Peu avant l'annonce du putsch, le MPP avait dénoncé "une tentative avortée d'assassinat" du président burkinabè.
Selon la source au MPP, M. Kaboré "n'a pas été arrêté aux premières heures" de la révolte des soldats. Dans un premier temps, alors que "sa résidence privée" était "quadrillée par les mutins", sa "garde rapprochée" l'avait exfiltré "à bord d’un véhicule banalisé pour le mettre en lieu sûr".
"C’est plus tard, et sous la pression des mutins, que ses gardes - notamment des gendarmes - ont dû le laisser" entre les mains des putschistes "et se rallier à eux dans la foulée", a-t-elle dit, en soulignant que "la gendarmerie ne pouvait que se rallier car toute l’armée était consentante pour démettre le président de ses fonctions".
Mardi matin, des centaines de manifestants étaient descendus sur la place de la Nation, au coeur de Ouagadougou, pour soutenir les putschistes.
Roch Marc Christian Kaboré a été renversé par des militaires avec à leur tête un lieutenant-colonel, Paul-Henri Sandaogo Damiba, président d'une junte appelée Mouvement patriotique pour la sauvegarde et la restauration (MPSR).

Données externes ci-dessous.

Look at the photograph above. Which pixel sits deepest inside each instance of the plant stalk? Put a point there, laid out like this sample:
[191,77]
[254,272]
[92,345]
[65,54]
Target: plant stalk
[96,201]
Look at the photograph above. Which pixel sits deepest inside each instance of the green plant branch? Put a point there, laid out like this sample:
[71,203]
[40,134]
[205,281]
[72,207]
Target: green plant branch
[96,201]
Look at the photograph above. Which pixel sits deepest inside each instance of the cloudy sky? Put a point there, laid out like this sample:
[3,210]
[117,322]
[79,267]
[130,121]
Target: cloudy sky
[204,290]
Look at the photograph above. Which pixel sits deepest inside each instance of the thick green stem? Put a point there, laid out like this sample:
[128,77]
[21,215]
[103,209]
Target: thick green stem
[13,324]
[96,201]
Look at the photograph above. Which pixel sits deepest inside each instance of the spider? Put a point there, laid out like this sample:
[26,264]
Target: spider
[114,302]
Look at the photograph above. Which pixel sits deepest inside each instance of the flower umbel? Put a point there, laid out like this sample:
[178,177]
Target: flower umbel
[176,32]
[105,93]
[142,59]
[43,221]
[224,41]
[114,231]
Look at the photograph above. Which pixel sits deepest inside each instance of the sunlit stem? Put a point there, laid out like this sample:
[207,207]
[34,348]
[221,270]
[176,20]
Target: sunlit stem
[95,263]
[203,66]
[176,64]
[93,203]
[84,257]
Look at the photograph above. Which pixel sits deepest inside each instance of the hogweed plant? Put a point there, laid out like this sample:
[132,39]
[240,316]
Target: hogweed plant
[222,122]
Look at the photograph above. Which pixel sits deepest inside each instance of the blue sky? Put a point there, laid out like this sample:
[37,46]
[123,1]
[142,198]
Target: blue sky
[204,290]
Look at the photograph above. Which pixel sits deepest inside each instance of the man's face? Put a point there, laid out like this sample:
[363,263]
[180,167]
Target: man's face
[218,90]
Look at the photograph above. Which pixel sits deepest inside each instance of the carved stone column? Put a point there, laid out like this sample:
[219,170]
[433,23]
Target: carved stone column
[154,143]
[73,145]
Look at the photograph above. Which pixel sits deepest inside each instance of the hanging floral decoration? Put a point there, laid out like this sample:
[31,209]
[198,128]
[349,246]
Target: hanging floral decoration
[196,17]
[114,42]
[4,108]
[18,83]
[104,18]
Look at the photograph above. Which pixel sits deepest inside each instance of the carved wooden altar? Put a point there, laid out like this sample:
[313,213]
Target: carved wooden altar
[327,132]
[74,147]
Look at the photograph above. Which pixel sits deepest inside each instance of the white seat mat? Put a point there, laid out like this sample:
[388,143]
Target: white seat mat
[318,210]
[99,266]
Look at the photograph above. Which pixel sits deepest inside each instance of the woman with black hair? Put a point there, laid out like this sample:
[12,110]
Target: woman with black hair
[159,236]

La junte a pris la tête d'un pays miné par la violence jihadiste depuis 2015 qui s'est intensifiée ces derniers mois, après deux jours de mutineries dans plusieurs casernes.
Le MPSR avait annoncé la dissolution ou suspension des institutions de la République, ainsi que la fermeture des frontières aériennes et terrestres.

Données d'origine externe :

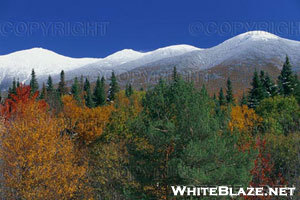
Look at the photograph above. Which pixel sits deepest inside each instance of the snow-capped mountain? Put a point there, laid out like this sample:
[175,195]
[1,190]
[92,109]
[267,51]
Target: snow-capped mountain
[19,64]
[243,53]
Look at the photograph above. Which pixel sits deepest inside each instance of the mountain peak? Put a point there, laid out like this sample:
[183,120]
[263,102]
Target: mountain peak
[258,35]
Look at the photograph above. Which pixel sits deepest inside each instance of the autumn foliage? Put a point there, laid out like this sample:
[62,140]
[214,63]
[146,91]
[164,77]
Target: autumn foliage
[262,172]
[37,161]
[245,122]
[86,124]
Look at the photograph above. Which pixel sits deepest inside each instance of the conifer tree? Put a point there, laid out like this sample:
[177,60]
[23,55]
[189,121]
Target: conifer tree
[222,100]
[75,90]
[243,100]
[33,82]
[269,88]
[114,87]
[128,90]
[88,95]
[81,83]
[62,88]
[286,80]
[175,74]
[256,93]
[18,83]
[43,94]
[229,92]
[99,92]
[14,87]
[214,97]
[50,87]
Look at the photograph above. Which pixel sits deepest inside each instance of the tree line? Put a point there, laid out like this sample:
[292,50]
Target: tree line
[109,143]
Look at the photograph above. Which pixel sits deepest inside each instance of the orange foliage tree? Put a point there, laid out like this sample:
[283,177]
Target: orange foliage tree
[85,124]
[262,173]
[37,162]
[245,122]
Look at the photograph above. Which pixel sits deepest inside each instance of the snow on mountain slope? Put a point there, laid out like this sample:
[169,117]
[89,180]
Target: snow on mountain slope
[247,48]
[114,63]
[19,64]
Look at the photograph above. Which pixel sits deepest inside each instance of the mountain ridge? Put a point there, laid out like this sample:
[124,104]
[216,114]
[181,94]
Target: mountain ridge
[251,48]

Les frontières aériennes ont cependant été rouvertes dès mardi, de même que les frontières terrestres pour certains produits, ce qui semble indiquer que la junte ne craint pas un "contre-coup" et maîtrise les différents corps d’armée.
Condamnations tous azimuts
De source militaire, on indique que le lieutenant-colonel Damiba, un spécialiste de la lutte antijihadiste, devait rencontrer mercredi la hiérarchie de l'armée, ainsi que les secrétaires généraux pour évoquer l'expédition des affaires courantes dans l'attente d'un nouveau gouvernement.
La coup d'Etat au Burkina, qui survient après ceux du Mali et de Guinée, a été fermement condamné par la communauté internationale qui exige "la libération immédiate" du président renversé.
Mercredi, Josep Borrell, chargé de la politique extérieure de l'Union européenne, a averti que "si l'ordre constitutionnel n'est pas rétabli", cela aurait "des conséquences immédiates sur notre partenariat avec le pays".
Les condamnations viennent de la quasi-totalité des pays occidentaux, des voisins ouest-africains du Burkina Faso qui doivent se réunir en "sommet extraordinaire" dans les prochains jours, de l'Union africaine et de l'ONU.
Le secrétaire général de l'ONU, Antonio Guterres, a jugé que "les coups d'Etat militaires étaient inacceptables".
La seule voix discordante est venue de Moscou où l'homme d'affaires Evguéni Prigojine, réputé proche de Vladimir Poutine et soupçonné d'être lié à l'opaque groupe paramilitaire Wagner présent dans plusieurs pays africains, a salué le putsch comme le signe d'une "nouvelle ère de décolonisation" en Afrique.
Au Burkina, le principal parti d'opposition, le Congrès pour la démocratie et le progrès (CDP) proche de l'ancien président Blaise Compaoré chassé par la rue en 2014, n'avait pas encore réagi mercredi.
Seuls quelques petits partis ont condamné le coup d'Etat, hormis celui de Yéli Monique Kam. Unique femme candidate à la présidentielle de 2020 qui avait vu la réélection de Roch Marc Christian Kaboré pour un 2e mandat, elle a apporté son soutien "total" à la junte.
Les manifestations de colère de Burkinabè excédés par la violence jihadiste s'étaient multipliées ces derniers mois, accusant le président Kaboré d'être incapable d'y faire face.
Dans le sillage du Mali et du Niger voisins, le Burkina est pris depuis 2015 dans une spirale de violences attribuées à des groupes armés jihadistes, affiliés à Al-Qaïda et au groupe Etat islamique qui ont fait en près de sept ans plus de 2.000 morts et contraint au moins 1,5 million de personnes à fuir leurs foyers.